The 1942 morale-raising film The Foreman Went to France was based on an employee of the Grantham factory. Melbourne Johns, from Pembrokeshire, was working at the Grantham factory and realised in 1940 that the Hispano-Suiza factory in France had important Deep Hole Boring Machines that could be of immense value to the Germans and set out on a mission with a team to recover the equipment. Finding the French factory and local village deserted, they drove the equipment back to England on a lorry. Melbourne Johns died in Grantham in 1955. The Deep Hole Boring Machine (DHBM), used for drilling the barrels of the guns, in the Grantham factory was very valuable, and was encased in a specially-made bomb-proof shelter.
The company, for morale, had an amateur revue group, called the 'Hot Spots'; a production at the town's Theatre Royal on Thursday 15 February 1940 was attended by the actor Leslie Howard; Howard would be shot down on BOAC Flight 777 on 1 June 1943 by eight Junkers Ju 88 aircraft.

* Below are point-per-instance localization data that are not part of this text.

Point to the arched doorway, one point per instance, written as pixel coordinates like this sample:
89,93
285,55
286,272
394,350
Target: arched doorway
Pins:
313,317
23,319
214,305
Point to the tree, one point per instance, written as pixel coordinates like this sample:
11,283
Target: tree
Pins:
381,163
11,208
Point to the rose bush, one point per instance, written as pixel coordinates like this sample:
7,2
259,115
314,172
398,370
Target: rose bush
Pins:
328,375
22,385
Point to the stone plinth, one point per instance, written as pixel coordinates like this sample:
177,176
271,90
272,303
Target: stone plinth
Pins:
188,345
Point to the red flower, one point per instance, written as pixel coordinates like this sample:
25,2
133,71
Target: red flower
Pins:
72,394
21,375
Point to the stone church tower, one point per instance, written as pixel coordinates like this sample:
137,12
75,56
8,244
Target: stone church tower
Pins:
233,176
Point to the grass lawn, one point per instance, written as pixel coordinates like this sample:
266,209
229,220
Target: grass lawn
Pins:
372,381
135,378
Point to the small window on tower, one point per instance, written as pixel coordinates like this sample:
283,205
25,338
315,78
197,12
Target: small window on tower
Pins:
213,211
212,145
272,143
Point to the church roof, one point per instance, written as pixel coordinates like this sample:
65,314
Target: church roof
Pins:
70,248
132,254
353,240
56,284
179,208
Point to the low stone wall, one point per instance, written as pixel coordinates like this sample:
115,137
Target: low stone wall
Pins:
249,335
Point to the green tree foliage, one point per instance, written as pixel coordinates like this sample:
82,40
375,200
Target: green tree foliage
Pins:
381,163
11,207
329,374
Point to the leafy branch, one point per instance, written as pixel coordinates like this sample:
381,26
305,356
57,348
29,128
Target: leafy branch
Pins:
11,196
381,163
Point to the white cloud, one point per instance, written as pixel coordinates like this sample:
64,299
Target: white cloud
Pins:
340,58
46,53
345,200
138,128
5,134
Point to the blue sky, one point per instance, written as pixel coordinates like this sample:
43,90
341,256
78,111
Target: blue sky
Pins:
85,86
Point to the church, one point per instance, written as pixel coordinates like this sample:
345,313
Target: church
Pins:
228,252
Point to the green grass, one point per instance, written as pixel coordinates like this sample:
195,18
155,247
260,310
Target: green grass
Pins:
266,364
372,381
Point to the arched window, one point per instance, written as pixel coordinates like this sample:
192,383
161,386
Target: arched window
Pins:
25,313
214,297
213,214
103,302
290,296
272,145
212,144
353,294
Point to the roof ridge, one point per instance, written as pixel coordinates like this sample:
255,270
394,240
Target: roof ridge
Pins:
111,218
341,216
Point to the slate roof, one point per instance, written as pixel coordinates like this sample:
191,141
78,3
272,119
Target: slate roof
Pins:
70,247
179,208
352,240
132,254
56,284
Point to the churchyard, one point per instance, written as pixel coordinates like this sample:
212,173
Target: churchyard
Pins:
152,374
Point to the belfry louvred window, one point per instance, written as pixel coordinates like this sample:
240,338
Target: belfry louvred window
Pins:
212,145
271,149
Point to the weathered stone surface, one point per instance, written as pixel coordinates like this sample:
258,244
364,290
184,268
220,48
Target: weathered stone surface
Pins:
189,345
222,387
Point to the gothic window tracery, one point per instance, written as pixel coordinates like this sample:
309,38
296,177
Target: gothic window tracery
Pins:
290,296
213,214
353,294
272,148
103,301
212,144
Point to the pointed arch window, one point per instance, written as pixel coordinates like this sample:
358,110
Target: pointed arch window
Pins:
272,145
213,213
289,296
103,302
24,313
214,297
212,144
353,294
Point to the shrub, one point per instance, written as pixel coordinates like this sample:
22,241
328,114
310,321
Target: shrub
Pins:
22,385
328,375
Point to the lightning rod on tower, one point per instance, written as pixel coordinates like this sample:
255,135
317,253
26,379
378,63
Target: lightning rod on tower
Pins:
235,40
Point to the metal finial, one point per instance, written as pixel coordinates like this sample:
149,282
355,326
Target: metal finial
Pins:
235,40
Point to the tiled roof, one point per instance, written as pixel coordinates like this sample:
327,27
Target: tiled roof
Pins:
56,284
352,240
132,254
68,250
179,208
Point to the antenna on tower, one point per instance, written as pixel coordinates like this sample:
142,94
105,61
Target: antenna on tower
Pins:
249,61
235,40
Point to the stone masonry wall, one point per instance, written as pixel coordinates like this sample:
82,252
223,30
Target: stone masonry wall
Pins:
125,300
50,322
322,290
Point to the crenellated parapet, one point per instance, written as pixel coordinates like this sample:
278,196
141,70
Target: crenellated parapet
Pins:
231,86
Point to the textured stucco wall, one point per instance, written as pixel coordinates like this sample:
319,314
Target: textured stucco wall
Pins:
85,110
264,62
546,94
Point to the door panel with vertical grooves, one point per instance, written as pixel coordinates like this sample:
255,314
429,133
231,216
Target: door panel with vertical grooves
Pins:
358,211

The 'Hot Spots' group took part in Wings for Victory Week events.[18][19][20]
By the end of the war, the factory had made 5 million rounds of ammunition, and 100,000 cannon shells. Jim Eade (1905-1983), who worked for Denis Kendall at BMARC, was later the editor of the Grantham Journal from 1945 to 1967.[27]
BMARC was a subsidiary of Hispano-Suiza (Suisse), S.A. in Geneva and then was owned from 1970 to 1987 by Oerlikon, the Swiss defence contractor. It was then sold to British Astra Holdings, which had a head office in Kent, in May 1988.

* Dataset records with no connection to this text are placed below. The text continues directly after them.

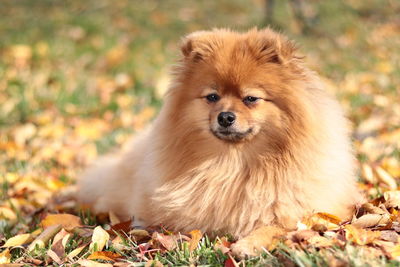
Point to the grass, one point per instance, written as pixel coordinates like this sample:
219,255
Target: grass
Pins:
78,77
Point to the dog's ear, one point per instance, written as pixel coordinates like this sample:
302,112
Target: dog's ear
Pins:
271,47
198,45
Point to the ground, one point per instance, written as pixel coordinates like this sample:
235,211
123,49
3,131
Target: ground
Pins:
77,78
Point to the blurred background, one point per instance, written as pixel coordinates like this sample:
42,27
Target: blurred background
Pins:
78,77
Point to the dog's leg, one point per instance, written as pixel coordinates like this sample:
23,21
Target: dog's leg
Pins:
258,240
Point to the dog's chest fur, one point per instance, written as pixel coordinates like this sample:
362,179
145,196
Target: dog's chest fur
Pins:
227,194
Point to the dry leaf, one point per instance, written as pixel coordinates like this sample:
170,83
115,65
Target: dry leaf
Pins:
167,241
360,236
222,244
331,222
392,199
230,262
385,178
153,263
196,236
89,263
67,221
368,173
44,237
18,240
76,252
54,256
100,238
369,220
104,255
370,208
5,256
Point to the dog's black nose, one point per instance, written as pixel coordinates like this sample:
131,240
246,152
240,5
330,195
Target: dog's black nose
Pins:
226,119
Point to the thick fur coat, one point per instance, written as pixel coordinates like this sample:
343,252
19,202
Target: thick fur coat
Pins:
294,159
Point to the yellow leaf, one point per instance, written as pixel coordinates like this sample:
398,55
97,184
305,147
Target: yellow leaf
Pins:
89,263
392,199
196,236
67,221
153,263
44,237
104,255
7,214
99,239
18,240
369,220
360,236
331,222
385,178
76,252
5,257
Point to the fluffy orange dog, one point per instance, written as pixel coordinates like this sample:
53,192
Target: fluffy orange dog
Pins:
247,138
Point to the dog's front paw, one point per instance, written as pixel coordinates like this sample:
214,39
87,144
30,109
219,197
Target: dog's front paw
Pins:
264,238
243,248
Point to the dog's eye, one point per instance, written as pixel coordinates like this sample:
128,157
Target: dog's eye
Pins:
250,99
213,97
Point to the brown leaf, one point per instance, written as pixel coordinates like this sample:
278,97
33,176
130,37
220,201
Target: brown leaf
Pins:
360,236
230,262
369,220
100,238
44,237
67,221
194,241
153,263
18,240
392,199
104,255
169,242
89,263
5,256
385,178
391,236
223,244
372,209
54,256
76,252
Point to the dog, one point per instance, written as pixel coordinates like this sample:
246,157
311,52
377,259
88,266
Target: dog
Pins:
247,138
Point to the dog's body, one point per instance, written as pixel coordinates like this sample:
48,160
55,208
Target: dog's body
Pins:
286,155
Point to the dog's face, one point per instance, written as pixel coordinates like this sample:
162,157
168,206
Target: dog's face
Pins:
236,87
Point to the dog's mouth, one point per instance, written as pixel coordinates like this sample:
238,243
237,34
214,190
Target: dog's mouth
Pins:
231,135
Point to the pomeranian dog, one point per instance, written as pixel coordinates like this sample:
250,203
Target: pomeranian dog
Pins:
247,137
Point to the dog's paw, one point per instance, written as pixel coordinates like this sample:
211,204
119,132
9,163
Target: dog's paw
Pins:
243,248
261,239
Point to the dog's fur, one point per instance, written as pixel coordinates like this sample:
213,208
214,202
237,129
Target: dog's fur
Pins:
296,158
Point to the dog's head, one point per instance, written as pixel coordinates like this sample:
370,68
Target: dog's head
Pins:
236,87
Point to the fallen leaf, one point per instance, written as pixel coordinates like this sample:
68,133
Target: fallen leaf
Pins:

In the 1990s, the company was investigated for alleged illegal dealings with Iraq. Jonathan Aitken was a non-executive director of the company from September 1988, and in a libel trial in March 1997, BMARC was accused of selling weapons to Iran.[29] On 11 December 1995, an ITV World in Action programme covered the subject and the Scott Report. It was extensively (and exclusively) investigated by the Guardian newspaper, largely motivated by the potential to discredit (and later convict) Jonathan Aitken.
In planning the Vulcan raid, Operation Black Buck, the RAF was most interested in the capabilities of the anti-aircraft twin 35-mm Oerlikon GDF. The station commander of RAF Waddington sent the station intelligence officer, Flt Lt Martin Hallam, to speak to Spike Jones, a former senior RAF officer, now at the Grantham factory. The meeting was arranged by the managing director Werner Loyk (Swiss). The RAF were able to find out capabilities of radar, but the RAF were told that it would be unlikely for the Argentines to have transported the bulky Roland (missile) system.

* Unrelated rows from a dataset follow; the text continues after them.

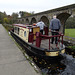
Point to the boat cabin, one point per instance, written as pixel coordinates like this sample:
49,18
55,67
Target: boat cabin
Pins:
38,42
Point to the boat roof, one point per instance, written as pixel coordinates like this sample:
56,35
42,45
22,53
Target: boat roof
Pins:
25,25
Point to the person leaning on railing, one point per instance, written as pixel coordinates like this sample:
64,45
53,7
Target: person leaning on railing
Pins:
54,26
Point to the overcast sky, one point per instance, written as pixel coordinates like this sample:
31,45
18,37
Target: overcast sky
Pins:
10,6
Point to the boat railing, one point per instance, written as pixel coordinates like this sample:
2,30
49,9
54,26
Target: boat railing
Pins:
40,37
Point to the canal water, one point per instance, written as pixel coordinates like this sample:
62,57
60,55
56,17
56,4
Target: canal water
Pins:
65,66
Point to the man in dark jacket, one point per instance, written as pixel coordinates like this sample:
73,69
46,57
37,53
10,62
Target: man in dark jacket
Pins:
54,26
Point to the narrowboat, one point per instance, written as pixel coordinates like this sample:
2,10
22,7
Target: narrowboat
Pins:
36,43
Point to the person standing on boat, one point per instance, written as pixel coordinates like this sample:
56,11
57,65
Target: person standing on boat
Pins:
41,25
54,28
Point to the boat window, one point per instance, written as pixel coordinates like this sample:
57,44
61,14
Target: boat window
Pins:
25,33
18,31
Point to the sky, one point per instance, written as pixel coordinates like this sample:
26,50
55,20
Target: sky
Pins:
10,6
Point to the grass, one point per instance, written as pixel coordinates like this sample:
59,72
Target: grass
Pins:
70,32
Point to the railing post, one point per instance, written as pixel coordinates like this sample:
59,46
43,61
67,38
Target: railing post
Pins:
38,39
62,40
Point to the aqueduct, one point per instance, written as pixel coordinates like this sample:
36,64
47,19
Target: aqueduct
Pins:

The Argentines had taken the system to the Falklands, and the system would later shoot down a Sea Harrier on 1 June 1982. The Argentines would also shoot down two of their own aircraft with the Oerlikon 35mm.[31]
After the Falklands War, many Royal Navy vessels had BMARC 20mm cannon added, as many of these ships had had woeful protection in that war, against substantial Argentine air attacks.[32]
Financial collapse
On 4 February 1992, after owing £50 million, Astra went into receivership. In Britain, it also owned the pyrotechnics company Haley & Weller (who made grenades). After the financial collapse of Astra Holdings, in April 1992 BMARC was bought by British Aerospace, briefly becoming part of Royal Ordnance. The company closed the Grantham site later in 1992, and the site was sold in 1994.
The former site's offices are now home to the Springfield Business Park, with the rest of the factory part developed for housing. South Lincolnshire Enterprise Agency was based there.